Städtische Kindertageseinrichtungen, Jugendzentren, Abenteuerspielplätze, Volkshochschulen, Musik- und Kunstschulen sowie die aufsuchende Jugendarbeit stellen ihren Betrieb ein. Das Schifffahrtsmuseum Duisburg und das Kultur- und Stadthistorische Museum öffnen lediglich am 26. Dezember, bleiben jedoch an den Tagen 24., 25., 31. Dezember sowie am 1. Januar geschlossen.

Trotz der Betriebspause laufen einige Dienstleistungen weiter: Die Außendienstteams des städtischen Betriebshofs arbeiten zwischen Weihnachten und Neujahr. Das Standesamt Rheinhausen bietet am 29. und 30. Dezember sowie am 2. Januar einen Notdienst für Sterbefallmeldungen an. Die Einsatz- und Koordinierungszentrale des Ordnungsamts ist vom 26. bis 30. Dezember telefonisch erreichbar und nimmt am 2. Januar den regulären Betrieb wieder auf.

Mit der Schließung über die Feiertage sollen Kosten gespart werden – unter anderem durch den Abbau von Überstunden und Urlaubsresten sowie durch geringeren Energieverbrauch.
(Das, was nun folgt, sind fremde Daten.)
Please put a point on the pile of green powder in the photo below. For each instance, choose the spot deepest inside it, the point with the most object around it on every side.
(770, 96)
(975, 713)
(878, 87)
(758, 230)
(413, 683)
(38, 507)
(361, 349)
Dies trägt zur Haushaltskonsolidierung der Stadt bei und reduziert gleichzeitig CO₂-Emissionen durch Heizung, Strom und Dienstwege.

Die städtweite Schließung gilt vom 24. Dezember bis zum 2. Januar, danach nehmen die meisten Einrichtungen den regulären Betrieb wieder auf. Die Maßnahme dient sowohl der finanziellen Entlastung als auch dem Umweltschutz, indem Energieverbrauch und Personalkosten gesenkt werden.